The house was largely empty of contents, so they set out buying pictures and furniture to fill the house, bringing back many pieces that had once been owned by Wimpole’s previous families.
https://www.nationaltrust.org.uk/visit/cambridgeshire/wimpole-estate/history-of-wimpole-estate
There's quite a long walk from the National Trust car park to the house (though there is a little electric buggy that makes regular round trips for the less mobile visitor). This is the view along the way:

The Italianate tower of the stable block (which is arguably much prettier than the main house. You have to get your priorities right, yes?)

The avenue that approaches the house from the south, through the park, is two miles long - a very grand 1720s statement (somewhat undermined by the fact that it was originally of elm trees, and had to be replanted with limes when the elms all died in the 1970s).
But there are still many fabulous specimen trees in the park.

More tea, urn?

On the plus side, the house wasn't fashionably clad in Portland stone like so many other 18th century mansions. But it's still rather heavy in style. More Whitehall government building than Palladio.

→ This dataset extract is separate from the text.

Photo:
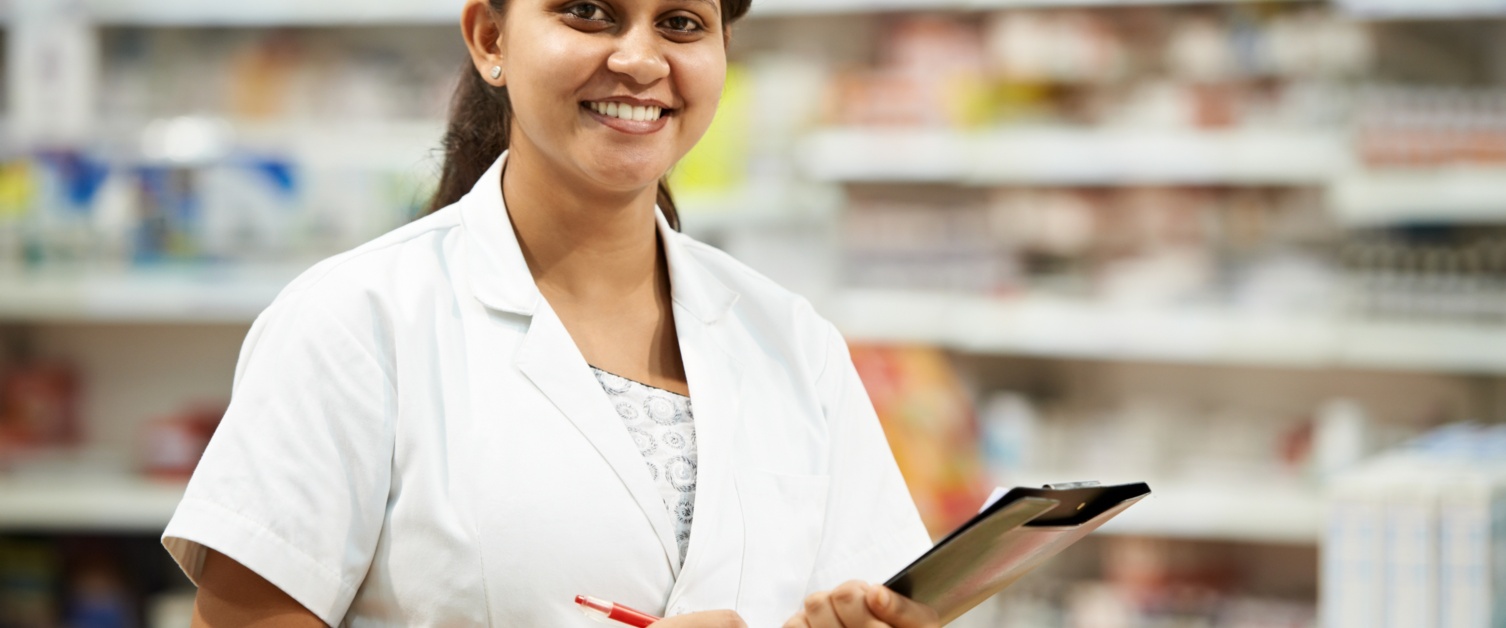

A murder is being committed in the garden. Samson is slaying the Philistine.

I think the interior is rather more interesting than the exterior. Elsie Bambridge seems to have had a lot of fun choosing furnishings, and managed to acquire rather an eclectic collection of pictures, some of them quite breathtaking.

Yellow Drawing Room. Excuse the image quality. The National Trust has blinds on the windows to protect the house contents from light damage, so the photos are all shot at high ISO and rather grainy...









The dining room ceiling.

The dining room, set out as it would have been during Queen Victoria's reign. On the wall, Russian landscapes:




One of the collection of prints in the Print room.

There are some outstanding works of art in the house: pictures that stop you dead in your tracks.

The Crack Shot by Tissot (1869).

A Collector in his Study by Venceslao Verlin (1768).


The Library.


The staircase for the family and guests.

The servants' stairs.


Basement passages. The understairs realm.

Butler's pantry.

Housekeeper's room.

A truly impressive supply of tea, in lockable chests.

Bedroom for visiting servants, from the days of the Bambridges.